While everyone sees poor quality of data as a bottleneck in making intelligent systems, LeCun believes otherwise. He believes that the main issue is not the unavailability of data but how learning systems can take advantage of the available data. The same point has been reiterated several times by LeCun and others who agree with him.

“This point comes up frequently, but it doesn’t quite make sense,” said an unimpressed Francois Chollet, the creator of Keras and another deep learning guru, starting a debate around how much information humans learn through vision.

Chollet emphasised that while redundancy is useful, one must also consider the “post-compression” measure of information, as raw data isn’t always a good indicator of meaningful information. He pointed out that while visual feed data may appear to have a high bandwidth, much of it is autocorrelated and redundant in time and space, thus reducing its true informational value.
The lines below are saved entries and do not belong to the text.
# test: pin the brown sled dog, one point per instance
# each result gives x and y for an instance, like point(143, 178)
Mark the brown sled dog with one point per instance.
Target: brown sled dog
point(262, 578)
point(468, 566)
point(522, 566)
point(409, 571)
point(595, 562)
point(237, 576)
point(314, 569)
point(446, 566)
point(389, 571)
LeCun, who has been a big proponent of AI achieving animal-like intelligence before going for human intelligence, emphasised that learning simply cannot happen without a degree of redundancy in the data. The more redundancy there is, the more structure SSL can harness. He backed up his argument by referring to the human visual system.

Vision is Not All You Need?

LeCun explained that while the human eye has about 60 million photosensors, four layers of neurons reduce this raw data down to a million optic nerve fibres. This compression, LeCun argues, reduces excessive redundancy while allowing for essential features to be captured by the brain.

This underscores the vast difference in the bandwidth between text, which LeCun calls “too low”, and visual data, which is more redundant and thus ideal for self-supervised learning. In his view, video data offers the right balance of redundancy, making it a much richer modality for training models compared to text.

But this is not well agreed about. Chollet questioned LeCun’s estimates of the bandwidth of the human visual system, arguing that the raw optical input is far less than what LeCun suggests. According to Chollet, the true bandwidth is under 1 MB/s, which is significantly lower than LeCun’s estimate of 20MB/s.

“My point is just: the claim that the information bandwidth of the human visual system is 20MB/s (based on optic nerve count) is pure nonsense,” said Chollet. To which LeCun said, “What is pure nonsense is claiming that the relevant quantity is the number of bits after compression.”

The question remains intact: which one has more information about the world: a POV video of a four-year-old or all the text on the internet? “If only raw data matters, then why are blind children intelligent at all?” asked Chollet. To which LeCun said they learn through touch, which has high bandwidth and is also extremely redundant.

Though the word “redundancy” sounds counterintuitive for AI models, it turns out that it is actually helpful when talking about teaching AI how humans do, by looking at consistency and similar examples again and again. At the same time, the argument for data quality over redundancy holds ground when it comes to building text-based models.